HOUSTON -- (Oct. 20, 2011) -- Giant flakes of graphene oxide in water aggregate like a stack of pancakes, but infinitely thinner, and in the process gain characteristics that materials scientists may find delicious.
A new paper by scientists at Rice University and the University of Colorado details how slices of graphene, the single-atom form of carbon, in a solution arrange themselves to form a nematic liquid crystal in which particles are free-floating but aligned.
That much was already known. The new twist is that if the flakes in this case, graphene oxide are big enough and concentrated enough, they retain their alignment as they form a gel. That gel is a handy precursor for manufacturing metamaterials or fibers with unique mechanical and electronic properties.
The team reported its discovery online this week in the Royal Society of Chemistry journal Soft Matter. Rice authors include Matteo Pasquali, a professor of chemical and biomolecular engineering and of chemistry; James Tour, the T.T. and W.F. Chao Chair in Chemistry as well as a professor of mechanical engineering and materials science and of computer science; postdoctoral research associate Dmitry Kosynkin; and graduate students Budhadipta Dan and Natnael Behabtu. Ivan Smalyukh, an assistant professor of physics at the University of Colorado at Boulder, led research for his group, in which Dan served as a visiting scientist.

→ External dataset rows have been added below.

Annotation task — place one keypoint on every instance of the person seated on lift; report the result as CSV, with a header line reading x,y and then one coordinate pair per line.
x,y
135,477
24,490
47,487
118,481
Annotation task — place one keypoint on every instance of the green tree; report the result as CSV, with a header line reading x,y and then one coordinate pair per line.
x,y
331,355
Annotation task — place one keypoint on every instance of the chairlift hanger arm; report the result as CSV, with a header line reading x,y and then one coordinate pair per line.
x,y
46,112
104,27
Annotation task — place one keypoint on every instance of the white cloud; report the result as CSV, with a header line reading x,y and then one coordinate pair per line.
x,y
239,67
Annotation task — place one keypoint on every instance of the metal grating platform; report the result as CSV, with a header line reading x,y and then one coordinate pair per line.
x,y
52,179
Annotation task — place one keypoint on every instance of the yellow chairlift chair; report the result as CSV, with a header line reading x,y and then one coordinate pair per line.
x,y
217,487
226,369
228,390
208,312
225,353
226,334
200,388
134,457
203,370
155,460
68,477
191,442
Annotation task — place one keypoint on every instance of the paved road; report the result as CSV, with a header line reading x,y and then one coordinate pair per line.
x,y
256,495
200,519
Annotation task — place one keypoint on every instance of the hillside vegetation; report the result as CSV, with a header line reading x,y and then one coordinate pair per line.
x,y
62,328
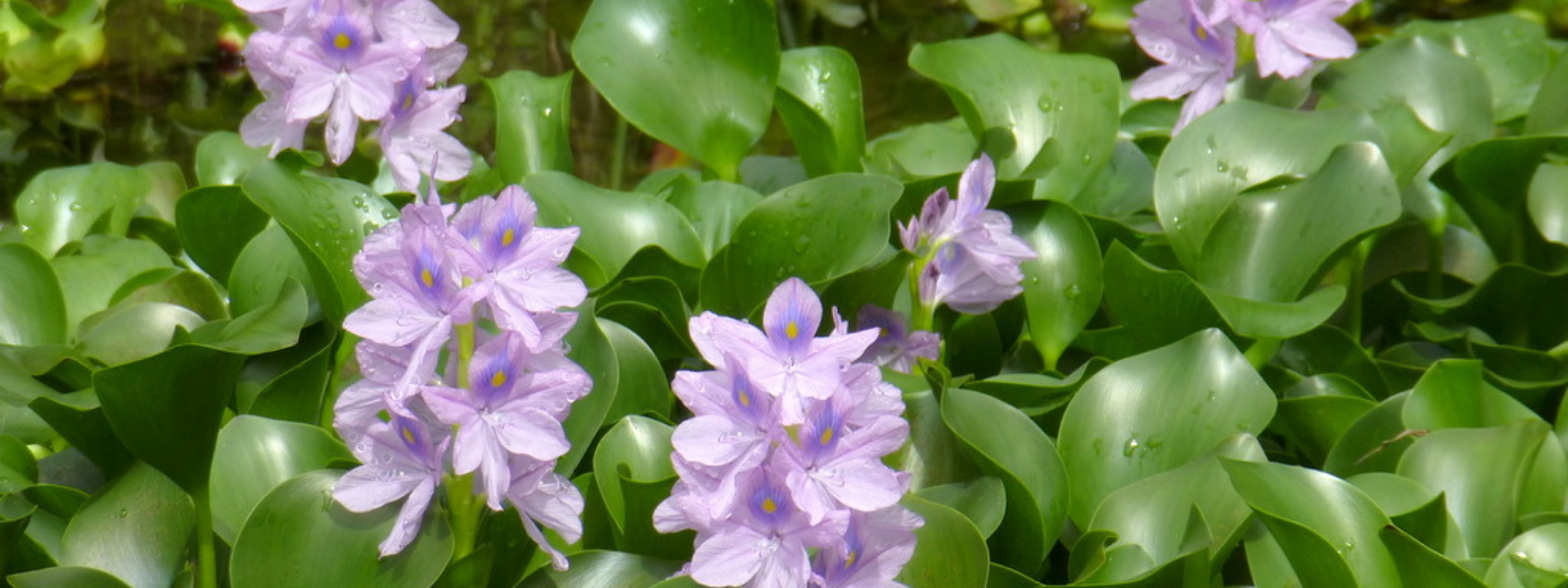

"Graphene materials and fluid phases are a great research area," Pasquali said. "From the fundamental point of view, fluid phases comprising flakes are relatively unexplored, and certainly so when the flakes have important electronic properties.
"From the application standpoint, graphene and graphene oxide can be important building blocks in such areas as flexible electronics and conductive and high-strength materials, and can serve as templates for ordering plasmonic structures," he said.